The day after the injury, Blue Jays GM Alex Anthopoulos relayed “a guess” from Blue Jays doctors that if all went well Tulowitzki could return in 2-3 weeks. On Saturday at Rogers Centre, a week into his recovery, Tulowitzki said the 2-3 week timetable was still his hope, but that it was far from a sure thing.
“I’m in waiting mode. There’s no plan. No date set,” Tulowitzki said. “You don’t want to throw a date out there and have people expecting you to return—and then you’re not there because you’re not ready.”
For now, the Blue Jays are moving forward with Ryan Goins as the everyday shortstop and Cliff Pennington manning second base, while Munenori Kawasaki provides middle infield depth from the bench.
Blue Jays manager John Gibbons is still hopeful for a Tulowitzki return at some point, but time is running out. After Saturday the Blue Jays have just 14 games left before what will likely be the club’s first post-season run in 22 years.
That complicates matters, as Tulowitzki won’t be able to take a rehab assignment or have much time at all to find his way at the plate if he does return in October.
“We’ll see how he progresses. When he feels he can do something, he’ll start cranking it up. But [Blue Jays doctors] didn’t tell me that there was an estimated time,” Gibbons said. “We’ve just got to run with who we have right now. Hopefully he makes it back. But if he doesn’t, then these are our guys. And they’re doing a pretty good job right now.”
The Blue Jays hope to have a better idea of when—perhaps if—they might get their star shortstop back sometime in the next week.
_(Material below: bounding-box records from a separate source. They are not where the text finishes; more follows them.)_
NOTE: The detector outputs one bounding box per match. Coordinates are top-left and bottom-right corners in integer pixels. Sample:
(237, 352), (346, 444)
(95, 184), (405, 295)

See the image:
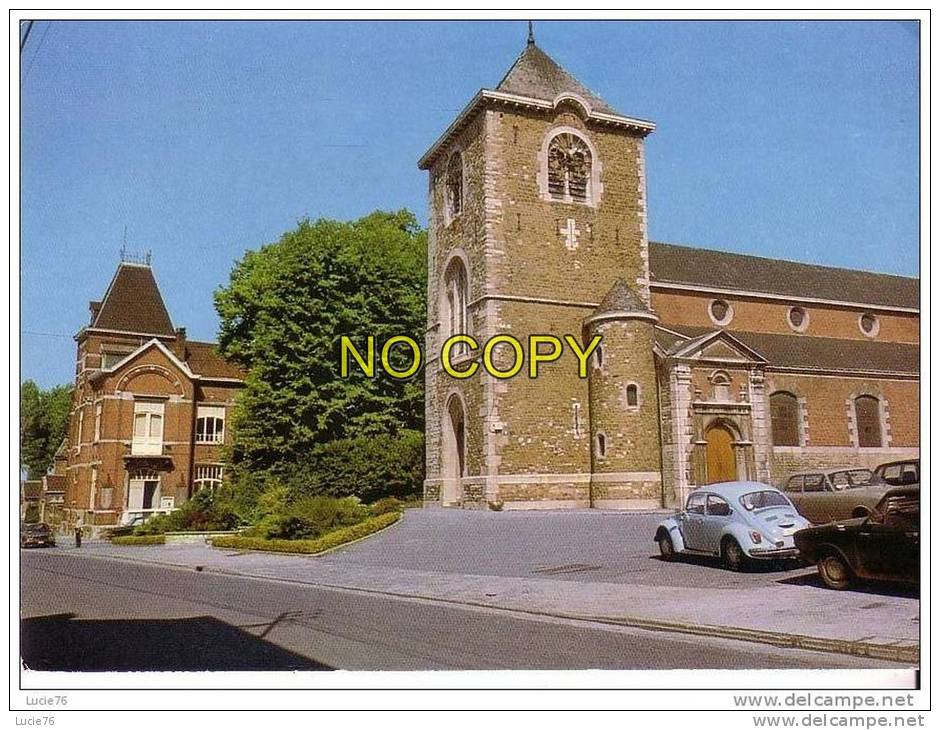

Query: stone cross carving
(558, 218), (581, 251)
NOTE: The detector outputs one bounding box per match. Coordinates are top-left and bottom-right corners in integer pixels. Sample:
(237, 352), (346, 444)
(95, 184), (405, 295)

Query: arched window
(443, 257), (470, 353)
(855, 395), (881, 448)
(710, 370), (731, 403)
(627, 383), (640, 408)
(196, 406), (225, 444)
(444, 152), (463, 223)
(548, 132), (593, 203)
(770, 390), (800, 446)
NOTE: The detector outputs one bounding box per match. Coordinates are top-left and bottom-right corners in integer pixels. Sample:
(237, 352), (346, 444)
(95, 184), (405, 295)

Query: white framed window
(131, 401), (163, 456)
(196, 406), (225, 444)
(127, 471), (160, 512)
(193, 464), (222, 492)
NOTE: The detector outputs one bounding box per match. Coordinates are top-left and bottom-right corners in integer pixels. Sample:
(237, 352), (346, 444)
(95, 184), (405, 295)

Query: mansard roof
(649, 242), (920, 311)
(185, 340), (245, 380)
(496, 42), (619, 114)
(91, 261), (175, 337)
(655, 325), (920, 375)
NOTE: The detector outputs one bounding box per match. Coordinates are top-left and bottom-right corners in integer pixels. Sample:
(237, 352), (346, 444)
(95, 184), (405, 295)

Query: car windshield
(738, 489), (791, 512)
(829, 469), (885, 491)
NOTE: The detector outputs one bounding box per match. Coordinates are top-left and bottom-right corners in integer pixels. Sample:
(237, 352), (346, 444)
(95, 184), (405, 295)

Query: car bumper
(747, 547), (800, 560)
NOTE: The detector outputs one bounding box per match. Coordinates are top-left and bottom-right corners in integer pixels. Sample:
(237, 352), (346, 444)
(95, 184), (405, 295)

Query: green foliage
(111, 535), (166, 545)
(371, 497), (405, 517)
(215, 211), (427, 478)
(212, 512), (401, 554)
(284, 430), (424, 502)
(20, 380), (72, 479)
(134, 489), (239, 539)
(245, 489), (370, 540)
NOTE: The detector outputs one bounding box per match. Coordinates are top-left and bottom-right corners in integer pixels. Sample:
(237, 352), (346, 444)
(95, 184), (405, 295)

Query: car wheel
(816, 555), (852, 591)
(721, 537), (747, 572)
(656, 532), (676, 560)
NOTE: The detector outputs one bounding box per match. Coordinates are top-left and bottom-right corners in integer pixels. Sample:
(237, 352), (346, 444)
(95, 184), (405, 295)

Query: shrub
(134, 489), (239, 535)
(284, 430), (424, 502)
(371, 497), (404, 516)
(212, 512), (401, 555)
(111, 535), (165, 545)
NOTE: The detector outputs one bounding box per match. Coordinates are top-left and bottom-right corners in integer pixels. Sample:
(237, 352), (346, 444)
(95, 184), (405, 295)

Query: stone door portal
(705, 426), (738, 484)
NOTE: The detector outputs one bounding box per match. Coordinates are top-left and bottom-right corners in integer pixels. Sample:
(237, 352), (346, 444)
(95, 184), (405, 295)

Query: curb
(42, 548), (920, 664)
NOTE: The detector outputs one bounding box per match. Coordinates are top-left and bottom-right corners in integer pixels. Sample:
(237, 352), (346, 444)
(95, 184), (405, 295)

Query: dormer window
(444, 152), (463, 223)
(548, 132), (593, 203)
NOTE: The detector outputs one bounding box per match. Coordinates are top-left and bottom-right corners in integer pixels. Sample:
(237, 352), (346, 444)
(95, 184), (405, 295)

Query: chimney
(172, 327), (186, 362)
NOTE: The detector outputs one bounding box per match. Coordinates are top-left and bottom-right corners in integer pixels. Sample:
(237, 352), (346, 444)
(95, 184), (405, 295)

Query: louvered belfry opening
(548, 132), (592, 203)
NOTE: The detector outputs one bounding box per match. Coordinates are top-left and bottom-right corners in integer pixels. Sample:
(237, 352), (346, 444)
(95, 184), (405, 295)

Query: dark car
(793, 486), (920, 590)
(875, 459), (920, 487)
(20, 522), (55, 547)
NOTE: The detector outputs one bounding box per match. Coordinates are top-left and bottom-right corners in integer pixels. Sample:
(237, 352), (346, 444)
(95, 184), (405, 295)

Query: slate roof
(91, 262), (175, 337)
(591, 279), (650, 317)
(649, 242), (920, 309)
(656, 325), (920, 374)
(496, 43), (619, 114)
(185, 340), (245, 380)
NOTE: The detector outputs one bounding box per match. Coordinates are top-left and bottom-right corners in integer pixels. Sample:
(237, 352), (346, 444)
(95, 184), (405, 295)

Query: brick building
(63, 260), (243, 525)
(419, 38), (919, 508)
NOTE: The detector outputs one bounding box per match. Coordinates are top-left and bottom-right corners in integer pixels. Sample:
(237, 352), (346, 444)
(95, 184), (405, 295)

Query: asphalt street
(21, 549), (888, 671)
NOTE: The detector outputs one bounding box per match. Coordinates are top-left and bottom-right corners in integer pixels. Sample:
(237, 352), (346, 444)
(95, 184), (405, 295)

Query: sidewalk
(57, 543), (920, 663)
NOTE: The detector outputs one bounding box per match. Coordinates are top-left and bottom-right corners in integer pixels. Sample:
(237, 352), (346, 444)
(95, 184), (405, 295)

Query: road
(21, 549), (877, 671)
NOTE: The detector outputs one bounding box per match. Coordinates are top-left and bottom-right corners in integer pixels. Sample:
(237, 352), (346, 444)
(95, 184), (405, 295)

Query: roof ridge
(649, 240), (920, 281)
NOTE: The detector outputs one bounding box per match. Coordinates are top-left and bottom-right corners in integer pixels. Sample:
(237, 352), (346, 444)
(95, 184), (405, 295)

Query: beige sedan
(783, 469), (891, 525)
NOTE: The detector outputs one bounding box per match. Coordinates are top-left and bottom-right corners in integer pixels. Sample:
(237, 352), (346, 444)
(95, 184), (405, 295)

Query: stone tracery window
(443, 257), (470, 354)
(444, 152), (463, 223)
(548, 132), (593, 203)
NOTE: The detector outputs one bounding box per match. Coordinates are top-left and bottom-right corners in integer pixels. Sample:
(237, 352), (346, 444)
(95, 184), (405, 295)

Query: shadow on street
(777, 572), (920, 598)
(649, 553), (811, 583)
(20, 613), (331, 672)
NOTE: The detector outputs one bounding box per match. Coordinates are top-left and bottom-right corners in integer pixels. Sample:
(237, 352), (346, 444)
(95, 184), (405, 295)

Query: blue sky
(21, 21), (919, 386)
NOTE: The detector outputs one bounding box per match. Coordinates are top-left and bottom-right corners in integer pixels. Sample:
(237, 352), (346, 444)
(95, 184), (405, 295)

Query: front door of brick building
(705, 426), (738, 484)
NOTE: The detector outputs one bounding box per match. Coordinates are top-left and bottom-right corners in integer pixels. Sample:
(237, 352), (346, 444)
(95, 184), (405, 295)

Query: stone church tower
(419, 35), (663, 509)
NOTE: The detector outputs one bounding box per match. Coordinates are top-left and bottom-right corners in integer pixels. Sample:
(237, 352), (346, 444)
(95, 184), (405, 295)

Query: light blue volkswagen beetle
(655, 482), (810, 570)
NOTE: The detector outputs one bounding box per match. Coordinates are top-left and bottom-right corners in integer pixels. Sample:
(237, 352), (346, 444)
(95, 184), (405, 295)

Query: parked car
(875, 459), (920, 487)
(654, 482), (809, 570)
(794, 486), (920, 590)
(783, 468), (891, 525)
(20, 522), (55, 547)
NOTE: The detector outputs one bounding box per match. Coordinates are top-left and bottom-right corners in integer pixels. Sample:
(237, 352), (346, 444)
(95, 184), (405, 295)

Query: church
(419, 32), (920, 510)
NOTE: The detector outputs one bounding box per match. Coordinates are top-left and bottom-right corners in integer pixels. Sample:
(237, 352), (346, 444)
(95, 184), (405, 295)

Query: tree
(215, 211), (427, 473)
(20, 380), (72, 479)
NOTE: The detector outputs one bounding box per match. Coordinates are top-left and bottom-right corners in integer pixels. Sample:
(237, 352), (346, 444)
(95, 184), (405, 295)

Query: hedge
(111, 534), (166, 545)
(212, 512), (401, 555)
For the time being, Tulowitzki will continue to receive hours of daily treatment and rehabilitation, watching from the bench as his team marches forward without him.
“It’s definitely tough. But at the same time, they’re playing great. That makes it easier,” Tulowitzki said. “If anything, it gives some other guys a chance to play and feel like they’re part of the club. It’s going to take everybody to reach our goal, which is to win a World Series. I think that’s huge for the guys that are playing right now.”